One starts with the empty Young tableau $P_0=[\,]$ and one recursively defines $P_{k+1}$ as the Young tableau obtained by *bumping* $\sigma_{k+1}$ to $P_k$, an action to be explained below. This is denoted by $P_{k+1} = P_k \leftarrow \sigma_{k+1}$, so that the final Young tableau is
$$
P_n = \Bigl(\cdots\bigl(([\,] \leftarrow \sigma_1) \leftarrow \sigma_2\bigr) \cdots \leftarrow \sigma_n\Bigr).
$$
Now we explain the *bumping* action. The *bumping* action of an integer $e$ to a Young tableau $P$ is a Young tableau denoted by $P \leftarrow e$ which is obtained by this algorithm:
- if $P$ is empty then $P \leftarrow e = [[e]]$;
- if $e$ is strictly greater than all the numbers in the first row of $P$, then the Young tableau $P \leftarrow e$ is obtained from $P$ by placing $e$ at the end of its first row;
- otherwise, $P \leftarrow e$ is the Young tableau whose first row is obtained by replacing the first element $w$ of the first row of $P$ that is larger than $e$ with $e$, and by stacking this new row on the top of $P_{-1} \leftarrow w$, where $P_{-1}$ is the Young tableau obtained from $P$ by removing its first row.
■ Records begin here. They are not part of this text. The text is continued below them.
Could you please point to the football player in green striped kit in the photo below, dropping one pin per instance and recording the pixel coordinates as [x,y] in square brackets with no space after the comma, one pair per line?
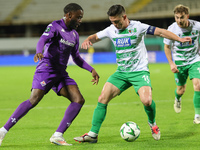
[186,58]
[131,56]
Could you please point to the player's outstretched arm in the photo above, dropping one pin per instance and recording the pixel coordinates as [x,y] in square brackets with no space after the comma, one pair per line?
[89,41]
[168,54]
[96,77]
[169,35]
[38,56]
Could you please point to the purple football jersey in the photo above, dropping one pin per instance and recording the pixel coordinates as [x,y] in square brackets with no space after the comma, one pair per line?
[59,43]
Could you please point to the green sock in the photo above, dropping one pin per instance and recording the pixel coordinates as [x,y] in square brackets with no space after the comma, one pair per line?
[177,95]
[151,112]
[196,101]
[98,117]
Thus, the shape of $P \leftarrow e$ is the shape of $P$ plus an additional square.
Consider for example the permutation $\sigma = (2,3,1)$.
The action of $\sigma_1=2$ to the empty tableau $P_0=[\,]$ generates the tableau $P_1 := P_0 \leftarrow \sigma_1 = [[2]]$.
The action of $\sigma_2=3$ to the tableau $P_1$ generates the tableau $P_2 := P_1 \leftarrow \sigma_2 = [[2,3]]$.
The action of $\sigma_3=1$ to the tableau $P_2$ generates the tableau $P_3 := P_2 \leftarrow \sigma_3 = [[1,3], [2]]$.
The `replace` function below performs the replacement. It takes as arguments a list of integers `xs` and an integer `e`. It finds the index of the first element of `xs` greater than `e`, replaces this element with `e`, and returns the new list and the replaced element in a pair.
```haskell
import Control.Lens
import Data.List
let replace :: [Int] -> Int -> ([Int], Int);
replace xs e = ((element i .~ e) xs, xs !! i)
where i = (\(Just x) -> x) (findIndex (>= e) xs)
```
For example:
```haskell
> replace [1, 3, 5, 6] 4
([1,3,4,6],5)
```
This function does not work if there is no element greater `e` in the list.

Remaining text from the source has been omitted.